Speaking to the Thomas Reuters Foundation, Nishimura elaborated that he now feels happy to have come out and merged his many lives together.


“If you’re ashamed to show your difference, you can become vulnerable, but if you switch your attitude, your difference is your best weapon,” he explained.

But again, a Buddhist monk in support of LGBTQ rights isn’t so strange when you think about it. Buddhism has no qualms against homosexuality or gender identity. In fact, its teachings express the need for acceptance of all and the idea that everyone is saved equally. Plus, Japanese monks are allowed to pursue a career outside of religious duties. This has helped Nishimura to pave the way in support of his other passions and experiences in life.


“Being a monk people pay more attention to what I say,” he said. “Japanese monks are not known for wearing make-up or heels, but I want to use this platform to highlight the fact that you can be whoever you want regardless of your status or occupation.”
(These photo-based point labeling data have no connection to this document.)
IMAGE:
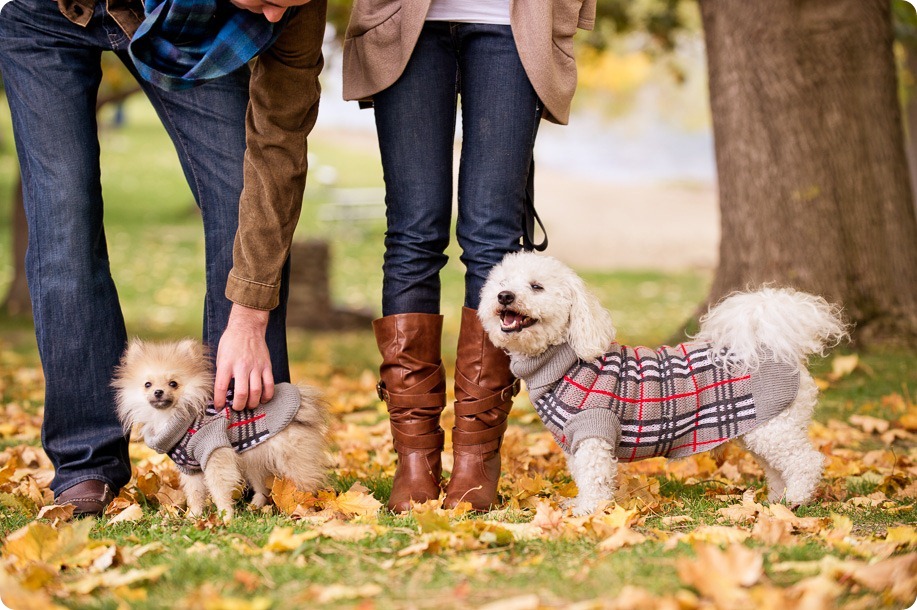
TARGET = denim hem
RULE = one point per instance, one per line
(89, 477)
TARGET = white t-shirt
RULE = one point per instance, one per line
(470, 11)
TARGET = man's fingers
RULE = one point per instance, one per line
(240, 393)
(220, 387)
(254, 390)
(268, 392)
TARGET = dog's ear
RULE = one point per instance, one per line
(590, 330)
(135, 348)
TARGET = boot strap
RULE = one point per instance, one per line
(463, 440)
(480, 405)
(406, 438)
(419, 394)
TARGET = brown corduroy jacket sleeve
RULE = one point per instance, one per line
(283, 108)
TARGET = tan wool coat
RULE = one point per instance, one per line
(382, 34)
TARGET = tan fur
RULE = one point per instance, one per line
(182, 373)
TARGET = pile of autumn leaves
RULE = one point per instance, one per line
(729, 565)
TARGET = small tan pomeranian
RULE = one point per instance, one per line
(168, 388)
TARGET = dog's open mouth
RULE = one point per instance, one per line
(513, 321)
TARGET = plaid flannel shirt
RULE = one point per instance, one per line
(184, 43)
(672, 401)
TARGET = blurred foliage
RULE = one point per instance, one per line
(905, 17)
(661, 20)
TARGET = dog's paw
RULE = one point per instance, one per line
(259, 500)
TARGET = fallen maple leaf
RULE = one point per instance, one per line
(55, 512)
(869, 425)
(623, 536)
(131, 513)
(548, 518)
(720, 575)
(356, 501)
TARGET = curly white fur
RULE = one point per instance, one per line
(774, 324)
(778, 324)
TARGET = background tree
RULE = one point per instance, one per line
(813, 179)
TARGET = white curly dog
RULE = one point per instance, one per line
(743, 376)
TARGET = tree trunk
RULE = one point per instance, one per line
(813, 177)
(17, 302)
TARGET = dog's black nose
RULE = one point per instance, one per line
(506, 297)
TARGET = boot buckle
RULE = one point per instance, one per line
(511, 390)
(381, 392)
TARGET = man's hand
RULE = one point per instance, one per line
(243, 356)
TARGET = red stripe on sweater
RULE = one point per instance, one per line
(591, 386)
(640, 415)
(697, 391)
(695, 444)
(242, 422)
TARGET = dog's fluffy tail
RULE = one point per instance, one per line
(772, 324)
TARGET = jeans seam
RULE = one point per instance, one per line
(87, 477)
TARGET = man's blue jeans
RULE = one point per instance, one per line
(51, 70)
(415, 121)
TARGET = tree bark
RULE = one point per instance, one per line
(813, 177)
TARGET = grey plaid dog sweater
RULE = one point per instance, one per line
(190, 438)
(671, 401)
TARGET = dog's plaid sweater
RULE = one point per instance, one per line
(190, 439)
(673, 401)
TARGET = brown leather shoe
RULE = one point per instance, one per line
(413, 387)
(89, 498)
(484, 390)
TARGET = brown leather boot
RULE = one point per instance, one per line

Perhaps Nishimura Kodo’s existence within Japan will do great good. Japan’s stance on LGBTQ life is complicated. While the country is somewhat conservative in its social views, Japan has one of the most LGBTQ-friendly laws within the Asian continent. After legalizing gay sex in 1880, the country has passed some LGBTQ protections. Same-Sex marriage is even legal in some providences and city sections, though not nationwide. As more LGBTQ celebrities and politicians, like Nishimura Kodo, emerge, perhaps Japan will become one of the next continents to fully back its LGBTQ citizens.